One day, when the trio was touring Ohio, he showed up at their home. Jean DeRita recalled: “You should have seen their faces.” The pair married in 1966, and her two sons, now attorneys, are handling her case.

The lawsuit centers on what agreements were made to divide the money from old or new Stooges films or licensing agreements.

Jean DeRita said her husband bought the rights to his role from the heirs of Curly Howard, probably the most popular Stooge and creator of the classic: “Nyuk, nyuk, nyuk.”

According to Jean DeRita’s son Robert Benjamin, an oral agreement between his stepfather, Howard and Fine provided that “any money that went to the Three Stooges was split three ways.”
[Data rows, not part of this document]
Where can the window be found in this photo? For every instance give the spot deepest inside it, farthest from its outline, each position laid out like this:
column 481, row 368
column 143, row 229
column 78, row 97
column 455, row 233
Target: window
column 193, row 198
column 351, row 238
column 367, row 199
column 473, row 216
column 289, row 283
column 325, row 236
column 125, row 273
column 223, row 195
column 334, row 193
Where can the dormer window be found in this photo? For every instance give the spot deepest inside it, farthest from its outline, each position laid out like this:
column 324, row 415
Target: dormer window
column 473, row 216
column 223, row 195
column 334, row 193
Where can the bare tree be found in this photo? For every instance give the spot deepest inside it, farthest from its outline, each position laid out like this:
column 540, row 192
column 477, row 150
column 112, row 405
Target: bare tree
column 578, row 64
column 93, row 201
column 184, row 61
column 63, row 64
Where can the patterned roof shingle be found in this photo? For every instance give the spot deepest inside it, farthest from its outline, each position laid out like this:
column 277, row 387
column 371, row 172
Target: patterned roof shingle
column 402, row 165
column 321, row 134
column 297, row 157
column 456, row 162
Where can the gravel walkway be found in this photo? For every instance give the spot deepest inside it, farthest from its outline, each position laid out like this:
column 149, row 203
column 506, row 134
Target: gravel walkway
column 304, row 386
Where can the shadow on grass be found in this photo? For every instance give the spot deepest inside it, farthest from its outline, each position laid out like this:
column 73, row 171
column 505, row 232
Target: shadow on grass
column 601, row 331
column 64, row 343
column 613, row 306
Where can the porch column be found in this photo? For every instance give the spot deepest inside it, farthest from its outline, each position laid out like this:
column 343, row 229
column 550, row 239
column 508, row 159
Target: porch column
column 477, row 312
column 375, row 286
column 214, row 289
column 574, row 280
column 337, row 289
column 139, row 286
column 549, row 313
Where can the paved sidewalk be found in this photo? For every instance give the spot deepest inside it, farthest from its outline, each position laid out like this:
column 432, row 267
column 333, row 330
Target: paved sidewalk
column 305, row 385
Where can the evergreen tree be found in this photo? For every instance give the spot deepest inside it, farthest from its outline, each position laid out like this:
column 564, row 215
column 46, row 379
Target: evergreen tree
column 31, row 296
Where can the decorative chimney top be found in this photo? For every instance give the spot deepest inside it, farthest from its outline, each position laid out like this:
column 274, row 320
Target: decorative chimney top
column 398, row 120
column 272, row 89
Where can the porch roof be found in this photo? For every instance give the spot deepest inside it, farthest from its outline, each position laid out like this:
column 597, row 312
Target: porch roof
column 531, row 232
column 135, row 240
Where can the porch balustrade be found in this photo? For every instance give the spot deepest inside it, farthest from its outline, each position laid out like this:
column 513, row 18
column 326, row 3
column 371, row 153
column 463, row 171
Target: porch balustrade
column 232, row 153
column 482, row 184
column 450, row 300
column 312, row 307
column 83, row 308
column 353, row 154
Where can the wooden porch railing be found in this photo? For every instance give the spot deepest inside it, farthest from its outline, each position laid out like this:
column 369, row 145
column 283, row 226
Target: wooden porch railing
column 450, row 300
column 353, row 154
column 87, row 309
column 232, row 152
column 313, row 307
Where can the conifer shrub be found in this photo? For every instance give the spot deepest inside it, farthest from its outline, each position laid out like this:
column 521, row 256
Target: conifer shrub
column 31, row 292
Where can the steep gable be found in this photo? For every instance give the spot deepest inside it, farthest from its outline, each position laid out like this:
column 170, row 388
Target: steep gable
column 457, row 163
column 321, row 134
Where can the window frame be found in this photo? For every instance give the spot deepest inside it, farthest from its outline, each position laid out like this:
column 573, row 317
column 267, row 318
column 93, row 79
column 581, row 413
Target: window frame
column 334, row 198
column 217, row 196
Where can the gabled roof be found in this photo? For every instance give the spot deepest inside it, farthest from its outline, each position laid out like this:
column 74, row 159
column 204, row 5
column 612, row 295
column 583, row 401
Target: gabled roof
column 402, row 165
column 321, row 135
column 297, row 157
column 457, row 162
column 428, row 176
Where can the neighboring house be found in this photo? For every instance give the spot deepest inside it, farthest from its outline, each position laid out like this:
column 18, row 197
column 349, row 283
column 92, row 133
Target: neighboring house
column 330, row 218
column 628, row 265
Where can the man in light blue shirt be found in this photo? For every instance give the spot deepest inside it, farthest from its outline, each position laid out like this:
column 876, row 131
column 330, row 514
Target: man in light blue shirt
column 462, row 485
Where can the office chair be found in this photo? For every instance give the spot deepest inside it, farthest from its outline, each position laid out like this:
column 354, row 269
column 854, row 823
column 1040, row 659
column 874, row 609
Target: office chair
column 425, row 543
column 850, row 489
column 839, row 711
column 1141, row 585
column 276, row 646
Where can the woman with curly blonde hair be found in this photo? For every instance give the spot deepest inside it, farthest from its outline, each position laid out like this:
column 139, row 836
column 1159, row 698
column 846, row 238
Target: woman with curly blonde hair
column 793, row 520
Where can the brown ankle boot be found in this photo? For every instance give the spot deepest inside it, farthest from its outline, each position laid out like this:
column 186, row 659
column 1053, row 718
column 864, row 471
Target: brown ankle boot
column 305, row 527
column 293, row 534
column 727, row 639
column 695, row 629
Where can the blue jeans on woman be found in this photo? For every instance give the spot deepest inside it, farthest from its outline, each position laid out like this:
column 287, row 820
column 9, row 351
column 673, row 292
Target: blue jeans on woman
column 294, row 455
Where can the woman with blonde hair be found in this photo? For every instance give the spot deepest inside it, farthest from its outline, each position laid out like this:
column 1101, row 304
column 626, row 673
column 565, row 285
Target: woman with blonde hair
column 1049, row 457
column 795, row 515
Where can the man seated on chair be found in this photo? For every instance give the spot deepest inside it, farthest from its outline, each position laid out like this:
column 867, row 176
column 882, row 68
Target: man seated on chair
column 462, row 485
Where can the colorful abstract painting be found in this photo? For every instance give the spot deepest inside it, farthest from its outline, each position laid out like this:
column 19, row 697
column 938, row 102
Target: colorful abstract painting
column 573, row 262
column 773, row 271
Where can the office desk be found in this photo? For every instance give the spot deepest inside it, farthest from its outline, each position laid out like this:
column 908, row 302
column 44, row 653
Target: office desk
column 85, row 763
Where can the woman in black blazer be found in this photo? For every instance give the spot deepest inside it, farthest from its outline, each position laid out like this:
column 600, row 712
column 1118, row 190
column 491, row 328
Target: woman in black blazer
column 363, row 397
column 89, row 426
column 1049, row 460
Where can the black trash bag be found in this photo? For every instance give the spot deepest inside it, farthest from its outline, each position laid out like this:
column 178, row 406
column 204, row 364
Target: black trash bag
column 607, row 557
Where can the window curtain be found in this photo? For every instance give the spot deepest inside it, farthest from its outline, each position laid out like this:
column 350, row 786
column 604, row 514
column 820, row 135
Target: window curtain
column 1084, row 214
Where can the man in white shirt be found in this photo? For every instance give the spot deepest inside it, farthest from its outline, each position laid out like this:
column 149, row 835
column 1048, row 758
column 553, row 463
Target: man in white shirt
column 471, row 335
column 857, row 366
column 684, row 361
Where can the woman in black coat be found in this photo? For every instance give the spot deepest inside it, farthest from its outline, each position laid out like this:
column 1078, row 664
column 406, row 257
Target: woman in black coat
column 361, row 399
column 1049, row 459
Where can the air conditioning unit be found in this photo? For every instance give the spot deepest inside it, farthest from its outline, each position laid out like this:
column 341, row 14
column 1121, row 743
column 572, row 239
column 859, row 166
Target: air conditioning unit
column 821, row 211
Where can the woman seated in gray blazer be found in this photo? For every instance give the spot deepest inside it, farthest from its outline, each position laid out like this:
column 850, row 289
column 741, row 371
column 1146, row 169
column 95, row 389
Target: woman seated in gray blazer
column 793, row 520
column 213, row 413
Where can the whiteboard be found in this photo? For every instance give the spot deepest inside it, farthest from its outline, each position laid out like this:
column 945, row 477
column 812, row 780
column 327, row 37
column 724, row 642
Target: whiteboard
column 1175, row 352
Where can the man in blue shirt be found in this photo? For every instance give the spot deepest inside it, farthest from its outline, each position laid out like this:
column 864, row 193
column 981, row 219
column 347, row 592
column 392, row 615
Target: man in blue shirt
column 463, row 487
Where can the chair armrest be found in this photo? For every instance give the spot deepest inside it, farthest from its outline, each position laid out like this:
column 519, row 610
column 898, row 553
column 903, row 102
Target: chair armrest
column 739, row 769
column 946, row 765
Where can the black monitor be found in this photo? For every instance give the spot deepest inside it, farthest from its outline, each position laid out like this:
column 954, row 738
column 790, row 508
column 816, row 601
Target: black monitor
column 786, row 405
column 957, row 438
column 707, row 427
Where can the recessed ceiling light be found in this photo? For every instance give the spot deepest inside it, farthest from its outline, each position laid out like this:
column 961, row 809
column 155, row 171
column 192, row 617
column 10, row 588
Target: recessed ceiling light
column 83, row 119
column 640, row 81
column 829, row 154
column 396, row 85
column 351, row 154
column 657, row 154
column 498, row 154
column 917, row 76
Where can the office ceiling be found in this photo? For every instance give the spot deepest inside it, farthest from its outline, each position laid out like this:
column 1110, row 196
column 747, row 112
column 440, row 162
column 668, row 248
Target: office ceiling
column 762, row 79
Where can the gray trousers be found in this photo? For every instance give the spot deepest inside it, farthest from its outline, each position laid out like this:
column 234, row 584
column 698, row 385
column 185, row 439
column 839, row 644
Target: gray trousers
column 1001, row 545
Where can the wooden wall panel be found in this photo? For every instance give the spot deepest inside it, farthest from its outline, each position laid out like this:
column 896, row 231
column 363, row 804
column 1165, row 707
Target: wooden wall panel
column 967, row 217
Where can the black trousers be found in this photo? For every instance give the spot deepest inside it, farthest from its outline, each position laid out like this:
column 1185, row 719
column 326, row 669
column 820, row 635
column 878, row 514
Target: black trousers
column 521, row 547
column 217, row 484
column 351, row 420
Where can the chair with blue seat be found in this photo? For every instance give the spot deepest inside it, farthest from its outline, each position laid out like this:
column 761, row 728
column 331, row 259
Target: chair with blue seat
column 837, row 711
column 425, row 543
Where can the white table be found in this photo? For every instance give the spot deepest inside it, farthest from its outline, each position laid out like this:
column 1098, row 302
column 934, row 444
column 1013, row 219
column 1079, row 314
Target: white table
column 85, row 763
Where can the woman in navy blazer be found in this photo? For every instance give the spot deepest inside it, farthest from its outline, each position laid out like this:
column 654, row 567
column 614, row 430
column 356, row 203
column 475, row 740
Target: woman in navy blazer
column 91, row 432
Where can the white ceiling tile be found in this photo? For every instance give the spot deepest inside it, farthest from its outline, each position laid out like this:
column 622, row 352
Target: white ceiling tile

That pattern of payments endured for more than 25 years, Benjamin said, until Maurer’s husband died and she and Scott took over.

But as Zachary sees it, the Stooges were not equal. Scott said he found a 1959 document signed by Joe DeRita saying he would take 25% in earnings only when his likeness was used. As Curly Howard’s face became more commonly used on memorabilia in recent years, Zachary said, his clients determined that DeRita was being overpaid.

The company began cutting payments to Joe DeRita in 1988. At that time the retired performer, though ill, still had his mental faculties, Jean DeRita said, and did not agree with Scott’s interpretation. Annual payments, she said, had ranged over the years from a few thousand dollars to more than $35,000.

Cutler, 38, joined their side because she noticed that her share of profits as Fine’s grandchild “got smaller and smaller.” The Burbank resident, who works for an insurance company, obtained a partial accounting showing that Norman Maurer Productions kept 90% of film income payments ranging up to $481,695. But her last check was for $1,000, she said.

Both sides say the Stooges always got along and that the dispute has soured that memory.

“To have things said that are not true is very hurtful,” Maurer said. “I would like my day in court.”